Le porte-parole du tribunal administratif, Imed Ghabri, annonce ce mercredi 10 août la suspension de certaines révocations. Le nombre de juges concernés par cette décision judiciaire n’est pour l’instant pas officiellement communiqué. 

L'avocat Kamel Ben Messoud, membre du comité de défense des magistrats révoqués, évoque quant à lui "une cinquantaine de juges environ". Selon lui, ces professionnels pourraient reprendre leur fonction dès l'obtention d'une copie du verdict. Les autres magistrats faisant l’objet de poursuites pénales ne bénéficient pas de la décision de suspension, ajoute Maitre Messoud auprès des médias locaux. Le tribunal administratif devrait publier sa décision dans la journée, selon l’AFP. 

Fortes mobilisations contre le décret présidentiel 

La décision de suspendre les magistrats avait entraîné plus d'un mois de grève très suivie au sein de la profession. Par ailleurs, plusieurs ONG internationales dont Human Rights Watch (HRW) et Amnesty International, avaient dénoncé le décret présidentiel le qualifiant d’"attaque directe contre l'Etat de droit".  

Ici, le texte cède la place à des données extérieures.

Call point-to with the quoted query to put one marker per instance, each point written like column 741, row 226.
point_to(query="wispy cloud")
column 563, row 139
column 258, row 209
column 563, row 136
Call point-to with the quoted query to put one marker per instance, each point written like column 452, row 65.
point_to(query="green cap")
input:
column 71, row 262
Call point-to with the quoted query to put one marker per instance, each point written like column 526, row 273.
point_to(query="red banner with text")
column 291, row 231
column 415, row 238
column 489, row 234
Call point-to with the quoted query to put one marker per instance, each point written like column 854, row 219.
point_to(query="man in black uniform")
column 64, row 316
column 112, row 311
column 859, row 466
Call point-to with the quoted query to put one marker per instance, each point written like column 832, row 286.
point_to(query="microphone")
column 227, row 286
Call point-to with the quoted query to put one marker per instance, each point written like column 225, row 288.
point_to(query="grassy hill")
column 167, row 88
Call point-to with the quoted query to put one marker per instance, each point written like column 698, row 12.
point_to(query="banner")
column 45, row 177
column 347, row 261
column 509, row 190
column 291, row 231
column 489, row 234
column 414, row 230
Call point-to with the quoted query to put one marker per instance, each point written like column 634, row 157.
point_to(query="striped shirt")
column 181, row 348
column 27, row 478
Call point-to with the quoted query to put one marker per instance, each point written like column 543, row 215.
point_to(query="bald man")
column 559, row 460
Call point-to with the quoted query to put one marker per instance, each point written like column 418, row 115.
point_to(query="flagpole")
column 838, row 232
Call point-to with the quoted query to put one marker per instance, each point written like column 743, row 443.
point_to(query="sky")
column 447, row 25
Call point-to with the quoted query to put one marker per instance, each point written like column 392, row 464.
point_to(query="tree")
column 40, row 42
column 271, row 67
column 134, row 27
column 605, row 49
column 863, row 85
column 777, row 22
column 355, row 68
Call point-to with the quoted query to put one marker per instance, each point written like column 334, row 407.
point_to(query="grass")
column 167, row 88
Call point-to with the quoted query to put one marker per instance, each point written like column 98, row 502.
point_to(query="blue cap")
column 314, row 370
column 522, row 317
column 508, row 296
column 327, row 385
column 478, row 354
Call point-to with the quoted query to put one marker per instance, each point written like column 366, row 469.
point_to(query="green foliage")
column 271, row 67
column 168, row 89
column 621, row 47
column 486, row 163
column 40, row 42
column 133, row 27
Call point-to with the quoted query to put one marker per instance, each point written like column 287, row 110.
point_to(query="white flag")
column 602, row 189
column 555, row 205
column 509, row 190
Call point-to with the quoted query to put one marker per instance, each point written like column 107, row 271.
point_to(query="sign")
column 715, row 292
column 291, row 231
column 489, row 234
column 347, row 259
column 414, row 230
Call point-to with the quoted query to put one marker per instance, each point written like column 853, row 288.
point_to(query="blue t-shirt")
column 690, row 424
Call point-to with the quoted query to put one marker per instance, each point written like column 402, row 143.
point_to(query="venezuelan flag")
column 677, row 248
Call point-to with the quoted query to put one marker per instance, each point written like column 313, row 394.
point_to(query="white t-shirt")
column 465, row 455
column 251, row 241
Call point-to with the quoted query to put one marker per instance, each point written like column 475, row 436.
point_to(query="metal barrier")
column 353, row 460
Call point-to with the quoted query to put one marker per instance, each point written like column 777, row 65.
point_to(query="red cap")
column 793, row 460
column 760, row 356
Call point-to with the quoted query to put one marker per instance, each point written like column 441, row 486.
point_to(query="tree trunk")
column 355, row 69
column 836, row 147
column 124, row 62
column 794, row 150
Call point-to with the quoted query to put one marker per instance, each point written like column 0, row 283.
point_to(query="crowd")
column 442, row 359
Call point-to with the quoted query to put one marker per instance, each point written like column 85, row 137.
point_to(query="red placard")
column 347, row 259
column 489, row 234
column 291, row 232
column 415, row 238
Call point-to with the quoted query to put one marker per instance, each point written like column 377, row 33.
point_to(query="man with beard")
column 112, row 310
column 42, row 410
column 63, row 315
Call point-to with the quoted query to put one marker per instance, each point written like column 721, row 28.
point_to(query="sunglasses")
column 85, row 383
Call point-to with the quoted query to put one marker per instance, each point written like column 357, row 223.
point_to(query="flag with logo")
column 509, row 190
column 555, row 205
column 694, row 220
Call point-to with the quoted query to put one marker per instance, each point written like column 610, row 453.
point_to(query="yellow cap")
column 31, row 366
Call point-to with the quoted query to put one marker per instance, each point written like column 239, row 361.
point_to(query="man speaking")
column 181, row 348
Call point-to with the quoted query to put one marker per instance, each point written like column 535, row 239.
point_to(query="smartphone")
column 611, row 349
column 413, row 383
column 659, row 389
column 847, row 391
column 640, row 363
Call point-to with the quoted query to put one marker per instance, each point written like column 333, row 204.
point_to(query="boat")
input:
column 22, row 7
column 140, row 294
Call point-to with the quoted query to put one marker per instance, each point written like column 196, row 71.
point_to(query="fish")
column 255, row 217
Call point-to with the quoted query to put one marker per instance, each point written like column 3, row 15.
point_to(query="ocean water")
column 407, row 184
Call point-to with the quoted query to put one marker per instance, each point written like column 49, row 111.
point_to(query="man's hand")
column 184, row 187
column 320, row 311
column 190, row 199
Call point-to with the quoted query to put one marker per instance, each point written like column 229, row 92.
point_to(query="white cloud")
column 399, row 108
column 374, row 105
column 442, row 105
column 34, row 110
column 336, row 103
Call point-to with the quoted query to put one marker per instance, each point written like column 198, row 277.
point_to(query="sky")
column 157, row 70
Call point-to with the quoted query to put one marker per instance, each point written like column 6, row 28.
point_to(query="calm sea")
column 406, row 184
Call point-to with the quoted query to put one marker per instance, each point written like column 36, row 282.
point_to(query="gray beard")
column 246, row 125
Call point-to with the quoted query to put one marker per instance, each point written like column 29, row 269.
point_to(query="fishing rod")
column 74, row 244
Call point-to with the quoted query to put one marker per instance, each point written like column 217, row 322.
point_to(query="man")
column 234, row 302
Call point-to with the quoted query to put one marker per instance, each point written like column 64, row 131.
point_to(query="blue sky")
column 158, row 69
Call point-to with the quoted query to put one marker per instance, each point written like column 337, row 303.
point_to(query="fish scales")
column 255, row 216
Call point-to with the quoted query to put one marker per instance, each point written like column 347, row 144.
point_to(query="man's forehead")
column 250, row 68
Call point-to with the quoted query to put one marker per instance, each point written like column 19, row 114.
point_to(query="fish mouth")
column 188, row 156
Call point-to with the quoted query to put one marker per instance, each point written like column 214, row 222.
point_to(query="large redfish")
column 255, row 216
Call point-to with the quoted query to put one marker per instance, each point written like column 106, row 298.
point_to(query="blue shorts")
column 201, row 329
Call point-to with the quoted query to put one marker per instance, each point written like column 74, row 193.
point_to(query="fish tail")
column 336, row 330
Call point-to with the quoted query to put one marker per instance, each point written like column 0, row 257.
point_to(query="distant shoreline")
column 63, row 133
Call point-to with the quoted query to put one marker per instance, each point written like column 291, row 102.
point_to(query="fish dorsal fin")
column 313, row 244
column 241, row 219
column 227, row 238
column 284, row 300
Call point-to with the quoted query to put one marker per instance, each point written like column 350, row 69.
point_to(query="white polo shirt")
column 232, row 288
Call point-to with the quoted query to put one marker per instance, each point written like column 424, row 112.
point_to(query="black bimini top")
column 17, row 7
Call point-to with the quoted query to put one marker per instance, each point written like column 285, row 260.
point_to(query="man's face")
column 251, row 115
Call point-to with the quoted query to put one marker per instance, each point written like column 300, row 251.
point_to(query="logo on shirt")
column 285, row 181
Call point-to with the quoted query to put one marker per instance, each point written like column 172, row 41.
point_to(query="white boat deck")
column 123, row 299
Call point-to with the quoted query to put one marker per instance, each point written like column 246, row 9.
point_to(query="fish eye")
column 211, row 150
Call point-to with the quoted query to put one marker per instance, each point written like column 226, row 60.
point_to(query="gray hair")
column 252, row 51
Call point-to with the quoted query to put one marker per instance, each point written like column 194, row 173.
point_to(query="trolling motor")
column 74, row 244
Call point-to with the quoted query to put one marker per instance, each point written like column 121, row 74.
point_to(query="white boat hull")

Kais Saied concentre tous les pouvoirs depuis le 25 juillet 2021.  Assurant agir dans l'intérêt du pays qu'il jugeait ingouvernable, le Président avait alors suspendu le Parlement.  En février 2022, le Président suspend le Conseil supérieur de la magistrature, remplacé par un Conseil "provisoire". Kais Saied nomme lui même les membres de ce nouveau conseil.  Il renforce par la suite sa tutelle sur le système judiciaire  et rend possible, début juin 2022, la révocation sans appel des magistrats.